Q) How does this involvement relate to your work as an English instructor who teaches local college students about the U.S. history of Native American Boarding Schools?
A) One of the outcomes in teaching composition and rhetoric, which includes how to do research, is to teach how to search for the depth and width of hidden layers and this is where the Boarding School Era is relevant. Next in that process is knowing the why of writing and researching a topic of interest.
Establishing an openness that one does not know everything about a topic helps to usher in a respect that there is so much more to learn. Students learn how they use curiosity, flexibility, persistence and responsibility in their writing. These are habits of the mind that I use today in researching the boarding schools. I want to show them these tools are relevant and applicable, no matter what they do in the span of their work during and after college.
The Boarding School Era is still a hidden layer of history, especially for non-Indigenous people. It is a complex example today because students are likely to equate boarding school as a place for wealthy students to attend and not through the devastating lens of the experiences Indigenous people have had to survive.
Q) How does this research affect your understanding of your own family’s experience in relation to this history?
A) I see the effects of intergenerational trauma clearly. When my mom went to boarding school until age 16 and suffered abuses in the institution by people who claimed Christian beliefs, the totality of the physical, mental, emotional, and spiritual abuse had consequences in her confidence in her parenting. Therefore, when the adoption off the reservation under false pretenses happened to me, it was not until much later in my adult life that I could trace the roots of that process and see it as another method of Indian removal.
There are other consequences of these methods of removal that still affect my family and other Indigenous families all over the United States. Those of us who share the boarding school history, and who have been removed as children from their first families, have a responsibility to use our voices and platforms toward this healing process.
Q) How can students and community members in northeast Ohio best extend understanding and support to those who have suffered as a result of this destructive U.S. policy?
A) That’s a tough question. Once people initially hear about the boarding schools, they might have a basic understanding of what happened but may not see the fullness of the impact, even on them. This is a shared history between us. I think that would be the first hurdle to overcome.

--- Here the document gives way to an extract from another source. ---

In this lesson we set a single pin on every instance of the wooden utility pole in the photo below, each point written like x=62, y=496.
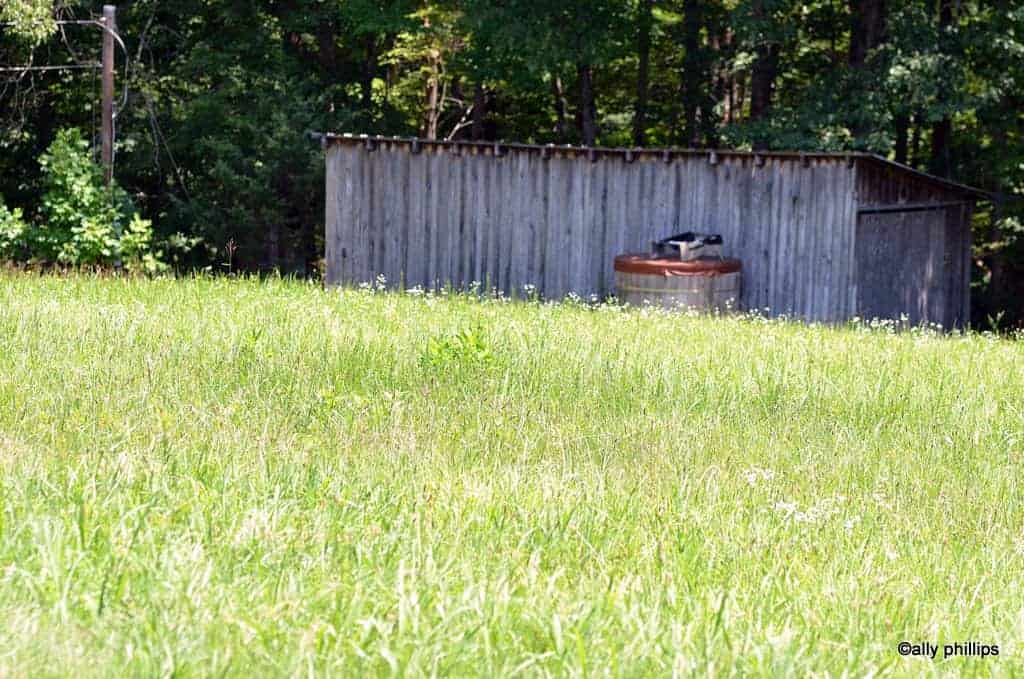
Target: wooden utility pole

We live in a society where people are likely to say because it did not happen directly to them and they were not involved, they need do nothing or worse, it does not matter. That is the danger of complacency. Complacency undermines our capacity to behave like humans and to help carry one another’s burdens. Any opportunity for growth in our humanness helps us become better, stronger people. It is an opportunity to build resilience together. It gives our future generations a hopeful outlook and allows them to continue the work of the generations before them. It connects us together to a common goal.
The past cannot be undone but we can begin to have more clarity about it. This earnest desire for clarity has to be approached mentally (intellectually), physically (go to places where history happened), emotionally (denial undermines the time and effort it takes to process the devastation of attempted genocide), and spiritually, where we encounter ourselves and question what is right and wrong and where is the presence of good and evil?
My plea is that people engage in the persistent action of caring for others who went through the Boarding School Era so they will know what to do, so they will instruct their children, so they will support bills where actions can take place… so they can know.